Earlier in June 2023, RBI had slapped a total penalty of more than Rs 1 crore on four CICs for failing to update the credit information of borrowers.
In its Master Direction on Credit Information Reporting, the RBI has specified a penalty for the non-resolution of a complaint by a customer within a certain timeframe.
The RBI has said that CICs should send alerts by SMS/ email, wherever available, to customers when their credit information report (CIR) is accessed by specified users (SUs).
Also, CIs should send alerts through SMS/ email to customers while submitting information to CICs regarding default/ days past due (DPD) in existing credit facilities.
The RBI’s supervisory assessment had earlier raised concerns about the functioning of CICs, prompting the central bank to take steps to address these issues.
Delays in reporting updated credit information have become an issue in the country’s credit reporting system, with CICs relying solely on data fed by banks without verifying its accuracy.
This has led to numerous instances of incorrect information being reported, causing undue hardship to individuals.
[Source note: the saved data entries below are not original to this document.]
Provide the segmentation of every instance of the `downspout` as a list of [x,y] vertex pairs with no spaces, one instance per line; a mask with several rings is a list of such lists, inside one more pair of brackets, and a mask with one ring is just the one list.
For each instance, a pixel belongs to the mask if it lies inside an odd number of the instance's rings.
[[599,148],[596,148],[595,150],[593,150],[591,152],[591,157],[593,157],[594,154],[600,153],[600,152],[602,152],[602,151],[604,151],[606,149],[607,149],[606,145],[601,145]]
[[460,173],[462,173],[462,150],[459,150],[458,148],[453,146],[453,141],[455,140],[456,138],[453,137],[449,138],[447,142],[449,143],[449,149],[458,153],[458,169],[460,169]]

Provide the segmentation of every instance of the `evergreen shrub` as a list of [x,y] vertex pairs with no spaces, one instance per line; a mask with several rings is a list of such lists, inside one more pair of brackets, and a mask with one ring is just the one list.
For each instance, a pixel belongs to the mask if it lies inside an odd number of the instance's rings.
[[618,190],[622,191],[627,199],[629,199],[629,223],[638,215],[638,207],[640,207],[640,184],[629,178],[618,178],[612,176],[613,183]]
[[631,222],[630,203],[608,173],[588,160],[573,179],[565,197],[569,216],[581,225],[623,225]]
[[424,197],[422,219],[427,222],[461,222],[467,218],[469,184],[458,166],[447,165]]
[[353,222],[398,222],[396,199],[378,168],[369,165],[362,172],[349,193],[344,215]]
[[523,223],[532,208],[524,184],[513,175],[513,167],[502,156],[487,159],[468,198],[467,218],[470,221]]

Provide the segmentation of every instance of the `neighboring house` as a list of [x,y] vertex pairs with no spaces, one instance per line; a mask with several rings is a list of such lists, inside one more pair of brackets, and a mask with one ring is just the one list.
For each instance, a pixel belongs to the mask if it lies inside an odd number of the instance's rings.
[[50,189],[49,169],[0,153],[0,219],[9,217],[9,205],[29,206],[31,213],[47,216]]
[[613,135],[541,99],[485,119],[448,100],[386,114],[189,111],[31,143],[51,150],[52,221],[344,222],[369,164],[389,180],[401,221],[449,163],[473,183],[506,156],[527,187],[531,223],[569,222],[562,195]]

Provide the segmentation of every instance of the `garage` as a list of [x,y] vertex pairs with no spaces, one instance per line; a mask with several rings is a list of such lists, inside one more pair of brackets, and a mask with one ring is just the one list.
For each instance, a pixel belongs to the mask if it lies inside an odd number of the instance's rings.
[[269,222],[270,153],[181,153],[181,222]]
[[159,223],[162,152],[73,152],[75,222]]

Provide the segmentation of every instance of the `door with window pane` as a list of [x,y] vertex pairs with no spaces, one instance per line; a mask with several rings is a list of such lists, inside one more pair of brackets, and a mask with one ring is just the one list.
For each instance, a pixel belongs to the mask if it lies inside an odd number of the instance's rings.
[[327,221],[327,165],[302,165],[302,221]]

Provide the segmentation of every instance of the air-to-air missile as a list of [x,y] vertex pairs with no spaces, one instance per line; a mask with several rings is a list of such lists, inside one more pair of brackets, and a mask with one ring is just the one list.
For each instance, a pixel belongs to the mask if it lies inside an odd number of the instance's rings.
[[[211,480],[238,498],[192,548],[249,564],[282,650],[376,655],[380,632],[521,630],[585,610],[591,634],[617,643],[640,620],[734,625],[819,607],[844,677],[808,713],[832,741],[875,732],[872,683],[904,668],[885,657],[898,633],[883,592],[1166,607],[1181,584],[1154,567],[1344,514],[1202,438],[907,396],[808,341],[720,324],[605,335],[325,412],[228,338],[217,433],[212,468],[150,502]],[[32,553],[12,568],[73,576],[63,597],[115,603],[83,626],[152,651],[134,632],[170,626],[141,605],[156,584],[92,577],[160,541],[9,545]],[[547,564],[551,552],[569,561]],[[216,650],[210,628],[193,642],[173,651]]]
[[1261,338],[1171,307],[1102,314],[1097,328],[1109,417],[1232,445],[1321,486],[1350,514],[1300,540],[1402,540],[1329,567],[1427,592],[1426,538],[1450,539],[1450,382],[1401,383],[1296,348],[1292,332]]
Despite requests from customers, these errors have not been reviewed or corrected, which shows a clear bias towards banks.
Also, the lack of transparency in the credit scoring system has left individuals in the dark about how their ratings are calculated. They are forced to periodically check their scores, verify transactions, and appeal against errors.
However, this process is often cumbersome and frustrating. Most customers are unaware of the significant role played by credit bureaus like CIBIL, which seems to be more focused on serving the interests of banks rather than individuals.
Four credit bureaus, or CICs, are authorised by the RBI: TransUnion CIBIL, CRIF High Mark, Equifax and Experian, all of which are majority-owned by foreign entities.
CIBIL, which is the market leader, has access to the credit information of 60 crore people, and has 2,400 members that include all types of lenders.
CIs include banks and NBFCs regulated by the RBI. They inform CICs about the credit status, including loan defaults, of customers.
A customer’s credit score is an indicator of how consistent she is with repaying debts. When a customer borrows from lenders like banks, the repayment information is sent to credit information companies that compute a credit score.
The higher your credit score, the better your chances of securing loans with favourable terms. Credit score is usually expressed as a number.
The CIBIL credit score has three digits, ranging from 300 to 900. 900 is the best score, and 750 or higher is considered to be a good credit score.